Choosing the right funding solution can certainly be a challenge in today’s market, with so many options to choose from. In this article, we’ll take a look at how a confidential invoice discounting facility might be an option for some businesses. It’s not as common as a loan or overdraft, but is nonetheless a popular option for British businesses, particularly those that have cash flow issues as a result of late payment of invoices.
Who is it for?
Invoice discounting is specifically designed for businesses that struggle with late invoices, and the cash flow difficulties that come with them. In some industries it can be really common for customers not to pay their invoices for 30 or even 60 days. This means lots of cash can be tied up, which might be needed for everything from payroll to new stock. Invoice finance can combat this by releasing most of the value of an invoice almost as soon as it gets raised.
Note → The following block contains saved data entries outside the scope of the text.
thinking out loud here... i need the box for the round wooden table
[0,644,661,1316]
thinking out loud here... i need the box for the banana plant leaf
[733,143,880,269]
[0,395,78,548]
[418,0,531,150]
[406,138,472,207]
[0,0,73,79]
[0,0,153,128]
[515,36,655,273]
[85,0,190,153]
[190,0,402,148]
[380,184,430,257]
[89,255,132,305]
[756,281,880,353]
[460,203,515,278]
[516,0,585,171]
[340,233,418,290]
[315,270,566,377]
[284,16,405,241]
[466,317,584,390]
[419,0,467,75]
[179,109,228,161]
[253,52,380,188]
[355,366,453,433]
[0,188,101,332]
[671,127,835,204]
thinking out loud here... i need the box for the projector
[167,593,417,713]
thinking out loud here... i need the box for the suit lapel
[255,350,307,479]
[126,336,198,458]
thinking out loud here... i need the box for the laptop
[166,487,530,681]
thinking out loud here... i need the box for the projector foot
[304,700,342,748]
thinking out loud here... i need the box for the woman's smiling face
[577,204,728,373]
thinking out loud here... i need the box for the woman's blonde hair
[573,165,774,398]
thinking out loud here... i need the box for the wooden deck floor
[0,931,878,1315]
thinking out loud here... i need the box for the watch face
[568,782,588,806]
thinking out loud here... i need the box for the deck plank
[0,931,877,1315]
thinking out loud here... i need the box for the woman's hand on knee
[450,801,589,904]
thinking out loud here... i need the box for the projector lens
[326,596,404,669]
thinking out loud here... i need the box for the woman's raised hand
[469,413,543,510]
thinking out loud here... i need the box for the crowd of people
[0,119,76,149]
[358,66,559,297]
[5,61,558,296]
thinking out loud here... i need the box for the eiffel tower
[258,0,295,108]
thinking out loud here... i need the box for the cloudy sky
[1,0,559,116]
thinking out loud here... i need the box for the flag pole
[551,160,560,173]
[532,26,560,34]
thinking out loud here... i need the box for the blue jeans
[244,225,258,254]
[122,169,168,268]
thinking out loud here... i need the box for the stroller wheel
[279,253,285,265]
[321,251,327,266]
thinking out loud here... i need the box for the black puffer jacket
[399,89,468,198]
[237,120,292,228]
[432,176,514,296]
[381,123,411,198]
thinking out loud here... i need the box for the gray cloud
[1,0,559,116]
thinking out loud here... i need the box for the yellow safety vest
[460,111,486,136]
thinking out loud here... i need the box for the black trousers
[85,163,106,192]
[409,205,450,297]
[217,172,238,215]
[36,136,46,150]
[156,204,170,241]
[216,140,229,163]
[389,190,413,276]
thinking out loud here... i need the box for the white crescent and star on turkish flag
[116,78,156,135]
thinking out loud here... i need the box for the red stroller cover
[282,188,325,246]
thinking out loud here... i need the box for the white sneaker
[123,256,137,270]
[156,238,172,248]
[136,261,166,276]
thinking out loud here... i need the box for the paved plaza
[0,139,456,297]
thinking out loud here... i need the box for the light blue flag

Discounting is just one type of invoice finance, and we’ll look at why shortly.
What does the facility do?
An invoice discounting facility is actually quite simple once you’ve got it all set up with your chosen provider. You’ll do business as normal, but when you send your customer an invoice, you’ll also send that invoice to your chosen finance provider. If everything is correct, they’ll transfer you most of the value of that invoice straight away. When the customer pays the invoice, you’ll then get the rest of the money. There are of course fees associated with invoice finance - both in terms of a monthly cost that’s based on your turnover, and interest on each invoice. Checking what the fees are, and if there are any setup costs, is always a good idea when trying to compare different products.
Why is it confidential?
Invoice discounting is just one type of invoice finance, and it’s especially designed for companies that want to keep the agreement between them and their finance provider. There can be a number of reasons for this. One of the most common is that businesses want to keep as many of the same processes and relationships as they always have. Versus an alternative such as factoring, discounting allows for a more seamless transition to a new way of processing invoices. However, it’s always a good idea to do the proper research to determine which product is best for your circumstances. Some businesses would find value in factoring, whereby credit control is taken care of by the finance provider.